Rising food prices have focused increased attention on global agricultural production and supply chains in the past year. Today, supplies of many commodities remain at their tightest levels in years, and that is likely to prolong inflationary pressure for food well into the new year.
As a result, 2022 will be another year of unprecedented supply and demand shocks, tight food supplies, and uncertain climate conditions. Given this critical juncture, Gro is predicting what to expect with the most urgent issues affecting global agriculture in the coming year.
Gro Intelligence analyzes the vast amounts of data on our platform to see around the corner of global agricultural developments and to produce machine learning-based predictive models that generate valuable knowledge and insights. Gro is the only platform showing the dynamic impact of climate, economic factors, and agricultural systems on each other.

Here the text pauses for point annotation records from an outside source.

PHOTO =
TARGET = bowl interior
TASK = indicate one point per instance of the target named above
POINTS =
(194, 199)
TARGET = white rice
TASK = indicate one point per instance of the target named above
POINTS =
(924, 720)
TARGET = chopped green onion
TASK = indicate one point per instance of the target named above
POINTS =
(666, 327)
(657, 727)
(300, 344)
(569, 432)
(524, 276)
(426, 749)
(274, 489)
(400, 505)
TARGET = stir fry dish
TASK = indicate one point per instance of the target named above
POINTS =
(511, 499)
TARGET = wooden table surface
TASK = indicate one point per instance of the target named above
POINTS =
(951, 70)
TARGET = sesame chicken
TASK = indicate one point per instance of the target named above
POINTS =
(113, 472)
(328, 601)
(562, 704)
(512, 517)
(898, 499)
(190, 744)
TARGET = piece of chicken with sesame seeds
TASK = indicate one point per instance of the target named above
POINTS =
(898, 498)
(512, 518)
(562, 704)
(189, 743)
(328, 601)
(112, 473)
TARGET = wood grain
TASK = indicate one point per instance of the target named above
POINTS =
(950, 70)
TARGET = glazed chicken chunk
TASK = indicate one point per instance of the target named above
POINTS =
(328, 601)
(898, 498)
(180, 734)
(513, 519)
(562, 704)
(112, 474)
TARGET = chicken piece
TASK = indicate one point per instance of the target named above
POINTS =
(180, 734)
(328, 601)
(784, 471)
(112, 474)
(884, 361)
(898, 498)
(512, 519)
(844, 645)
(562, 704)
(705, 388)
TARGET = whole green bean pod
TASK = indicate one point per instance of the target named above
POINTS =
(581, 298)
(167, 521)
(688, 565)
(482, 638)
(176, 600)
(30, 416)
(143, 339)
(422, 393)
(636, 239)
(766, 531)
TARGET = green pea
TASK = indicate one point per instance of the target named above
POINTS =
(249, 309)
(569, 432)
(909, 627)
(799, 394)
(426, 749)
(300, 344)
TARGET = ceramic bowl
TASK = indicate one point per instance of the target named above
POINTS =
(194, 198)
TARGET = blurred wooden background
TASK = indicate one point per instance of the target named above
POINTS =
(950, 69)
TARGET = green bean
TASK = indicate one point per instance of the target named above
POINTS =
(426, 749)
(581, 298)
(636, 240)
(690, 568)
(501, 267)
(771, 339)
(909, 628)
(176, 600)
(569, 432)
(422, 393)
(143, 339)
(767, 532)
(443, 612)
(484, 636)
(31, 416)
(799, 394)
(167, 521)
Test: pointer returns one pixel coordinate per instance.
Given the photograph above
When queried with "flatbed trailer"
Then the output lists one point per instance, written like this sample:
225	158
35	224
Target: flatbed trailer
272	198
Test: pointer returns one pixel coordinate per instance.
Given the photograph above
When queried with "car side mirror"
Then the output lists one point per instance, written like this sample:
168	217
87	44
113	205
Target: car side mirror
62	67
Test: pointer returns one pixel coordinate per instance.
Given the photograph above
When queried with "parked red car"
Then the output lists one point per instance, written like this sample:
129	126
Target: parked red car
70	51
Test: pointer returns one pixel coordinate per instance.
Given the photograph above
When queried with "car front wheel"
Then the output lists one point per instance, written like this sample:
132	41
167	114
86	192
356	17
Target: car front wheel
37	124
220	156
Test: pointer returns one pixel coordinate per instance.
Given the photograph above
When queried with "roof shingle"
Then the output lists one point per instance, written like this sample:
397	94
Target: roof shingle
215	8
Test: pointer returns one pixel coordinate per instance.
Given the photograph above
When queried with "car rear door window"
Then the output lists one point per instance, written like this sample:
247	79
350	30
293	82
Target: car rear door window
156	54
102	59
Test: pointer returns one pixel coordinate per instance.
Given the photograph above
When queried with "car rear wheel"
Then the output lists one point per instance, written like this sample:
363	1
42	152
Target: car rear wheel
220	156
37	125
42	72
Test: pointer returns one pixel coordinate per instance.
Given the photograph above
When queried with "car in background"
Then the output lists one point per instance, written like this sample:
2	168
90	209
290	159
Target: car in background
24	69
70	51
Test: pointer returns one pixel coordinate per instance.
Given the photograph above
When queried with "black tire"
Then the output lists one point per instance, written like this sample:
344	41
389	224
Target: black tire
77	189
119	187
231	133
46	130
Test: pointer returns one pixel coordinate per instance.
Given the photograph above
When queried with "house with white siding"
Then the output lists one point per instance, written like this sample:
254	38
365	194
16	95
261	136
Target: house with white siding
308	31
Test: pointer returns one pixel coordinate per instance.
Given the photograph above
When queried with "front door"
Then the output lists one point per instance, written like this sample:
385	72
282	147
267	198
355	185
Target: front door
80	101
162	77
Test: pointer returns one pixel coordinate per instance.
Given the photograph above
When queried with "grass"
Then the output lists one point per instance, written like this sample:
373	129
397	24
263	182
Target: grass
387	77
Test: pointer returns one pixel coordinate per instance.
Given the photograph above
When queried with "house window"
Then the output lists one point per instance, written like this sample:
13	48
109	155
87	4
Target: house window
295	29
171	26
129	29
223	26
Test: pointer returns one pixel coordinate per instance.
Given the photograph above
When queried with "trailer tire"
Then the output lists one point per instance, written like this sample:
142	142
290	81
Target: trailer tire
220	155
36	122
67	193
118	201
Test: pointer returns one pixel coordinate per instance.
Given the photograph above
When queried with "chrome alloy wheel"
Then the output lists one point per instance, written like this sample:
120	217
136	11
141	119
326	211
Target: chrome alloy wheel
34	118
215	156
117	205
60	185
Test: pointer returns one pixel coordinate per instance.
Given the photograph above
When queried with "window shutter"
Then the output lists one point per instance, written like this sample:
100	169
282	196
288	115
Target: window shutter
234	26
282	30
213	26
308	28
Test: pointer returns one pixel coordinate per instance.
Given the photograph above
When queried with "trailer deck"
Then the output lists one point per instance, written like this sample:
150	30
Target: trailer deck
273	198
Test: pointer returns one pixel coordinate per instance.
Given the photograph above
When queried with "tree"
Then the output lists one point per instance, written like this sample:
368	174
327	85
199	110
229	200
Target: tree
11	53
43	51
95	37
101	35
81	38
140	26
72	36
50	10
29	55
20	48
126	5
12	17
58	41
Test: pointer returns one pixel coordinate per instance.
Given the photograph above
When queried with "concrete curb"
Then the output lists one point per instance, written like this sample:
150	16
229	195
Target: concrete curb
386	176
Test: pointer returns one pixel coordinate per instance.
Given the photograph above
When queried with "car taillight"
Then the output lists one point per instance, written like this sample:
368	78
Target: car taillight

Here are Gro’s forecasts for global agriculture’s Top 9 major themes for global agricultural markets in 2022:
Food Inflation Will Continue
Gro’s US Food Price Index, currently up 24% year over year, is at its highest level since the COVID-linked spike of mid-2020, underscoring the risk that food price inflation will be an ongoing concern.
Rising US food prices have global impact, given the outsize role of the US in worldwide food and agricultural markets.
The Gro Food Price Index — reflecting prices of consumer food items — updates daily and provides an inflation estimate up to six weeks ahead of when official US government data becomes available.
Consumer budgets will remain under pressure from increased grocery bills, either from higher produce and protein prices or as packaged food manufacturers seek to pass on higher input costs to maintain margins.
Food inflation has taken hold worldwide. For Brazil, Gro’s Food Price Index is at its highest level ever, and is up 63% since the first set of lockdowns in Brazil in May 2020. Food price increases in Brazil have been exacerbated by the depreciation of the Real, which is down 27% over the past two years.
The risk of further food price inflation has prompted some countries such as Russia and Argentina, to restrict exports in order to maintain domestic supplies.
Wheat Supplies Will Remain Tight
Global demand for commodities is expected to remain robust in 2022 and underpin prices as the world economy continues to recover.
For wheat, the global supply and demand balance is the tightest it has been in many years, and wheat futures prices rose by double-digit percentages in 2021. Stocks-to-use for major wheat exporting countries combined is at a 13-year low.
Devastating drought in Canada and the US northern Plains sharply reduced spring wheat supplies. Yields in Russia were also impacted by dry weather.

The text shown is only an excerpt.